This invention relates generally to the field of computer networks and more specifically to quality of service provisioning within a computer network.
A network domain may have a special network server, herein termed a bandwidth broker, responsible for maintaining the network Quality of Service (QoS) states and performing various QoS control and management functions such as admission control, resource reservation and provisioning for the entire network domain. A centralized bandwidth broker for the control and management of QoS provisioning may reduce the complexity of a QoS control plane.
A centralized bandwidth broker for QoS control and management has several appealing features. For example, a centralized bandwidth broker may decouple a QoS control plane from a data plane. In particular, QoS control functions such as admission control and QoS state maintenance are removed from the core routers of a network domain located within the data plane, thus reducing the complexity of the core routers. Consequently, hop-by-hop signaling for reservation set-up along the path may be eliminated, thus removing signaling overhead from the core routers. Furthermore, because network QoS states may be centrally managed by the bandwidth broker, the problems of unreliable or inconsistent control states may be circumvented. In this respect, a centralized bandwidth broker may provide a scalable alternative for QoS control and management.
However, a centralized bandwidth broker for QoS control and management also introduces its own scalability issue, in particular, the ability of a bandwidth broker to handle large volumes of flows as the network system scales. In a network where only slow time scale, static resource provisioning and traffic engineering (e.g., those performed to set up virtual private networks) are performed, the scalability problem may not be acute. But with the rapid evolution of today's Internet, many new applications and services such as Voice over IP (VoIP), on-demand media streaming and real-time content delivery (e.g., stock quotes and news) may require dynamic QoS control and management such as admission control and resource provisioning at the time scale of flow arrival and departure. In these circumstances, an inappropriately centralized bandwidth broker system can become a potential bottleneck, limiting the number of flows that can be accommodated into the network system, while the network system itself is still under-loaded.
One measure of scalability is the ability of a bandwidth broker system to handle large volumes of flow reservation requests, as the network system increases in size. For example, as the network link capacity increases, the call processing capability of a bandwidth broker system, herein defined as the number of flow requests that can be processed by the bandwidth broker system per unit of time, should increase proportionally with increasing numbers of flows that can be accommodated in the network system.

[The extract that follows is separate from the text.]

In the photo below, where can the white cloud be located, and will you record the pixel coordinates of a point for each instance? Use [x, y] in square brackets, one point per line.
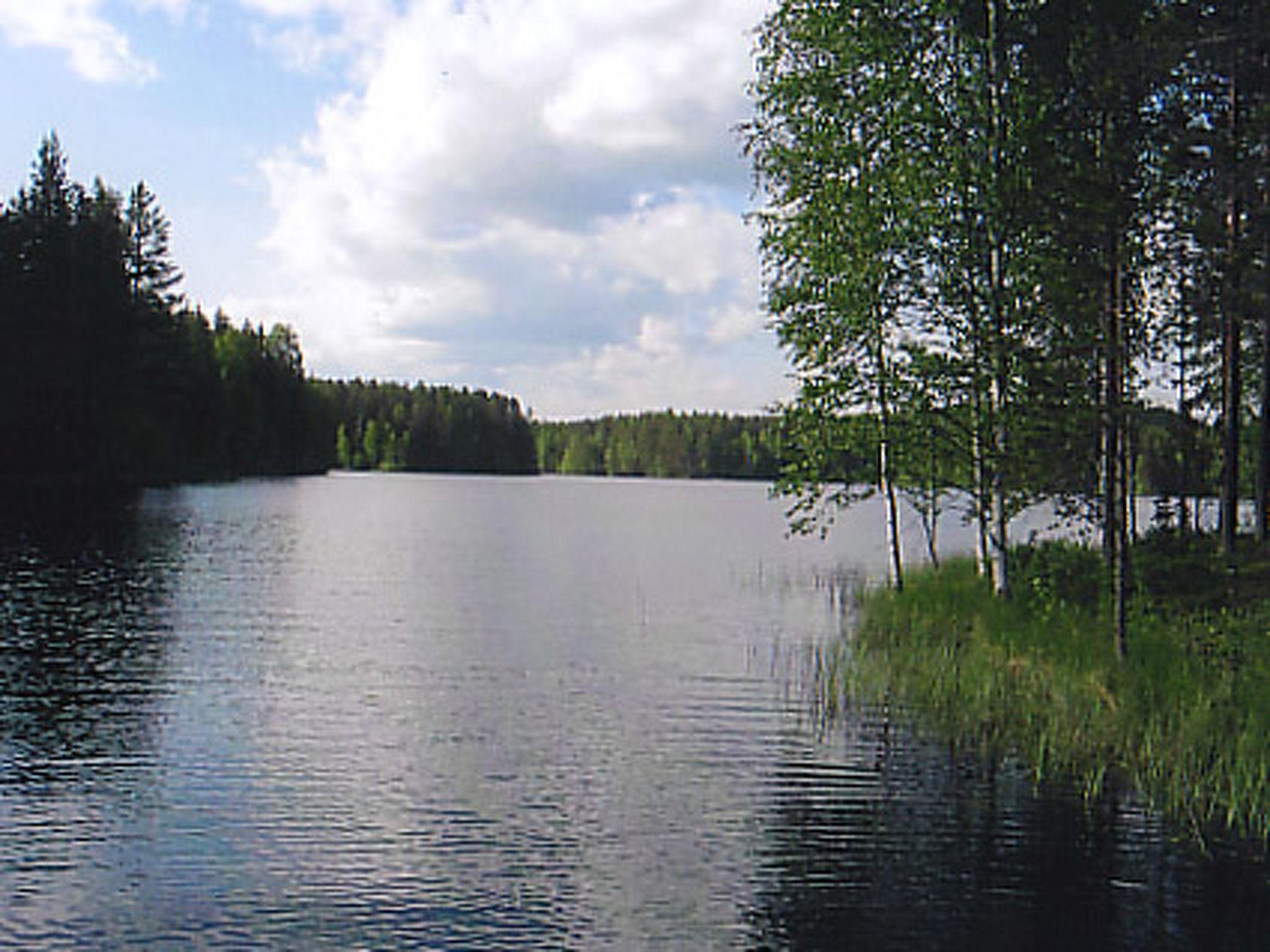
[513, 186]
[97, 50]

In particular, a bandwidth broker should not become a bottleneck while the network system has not been overloaded.
Although it may be possible to enhance the call processing capability of a bandwidth broker by simply adding more processing power or increasing memory and disk access speed, such an approach in itself may not provide a scalable bandwidth broker. There are many factors that may potentially affect the call processing capability of a bandwidth broker. Among them, the speed of memory and disk accesses may play a prominent role. When processing a flow reservation set-up request, a bandwidth broker performs an admissibility test, and if the request can be granted, the bandwidth broker updates the relevant QoS states. Likewise, when processing a flow reservation tear-down request, a bandwidth broker updates the relevant QoS states. In either case, access and/or update to QoS states are involved. Since memory/disk access speed is typically much slower than processing speed, the processing time of flow requests may be determined in a large part by the number of memory/disk accesses and updates.
Another factor that may affect the overall call processing capability of a centralized bandwidth broker is the capacity of the communication channels (e.g., the network or I/O bandwidth) between a centralized bandwidth broker and various edge routers. As the number of flows increases, these communication channels may become a bottleneck, limiting the number of flow requests delivered to a centralized bandwidth broker system, thereby reducing a centralized bandwidth broker's overall call processing capability. To scale with the demand of the network system, a distributed multiple-bandwidth-broker architecture may be called for.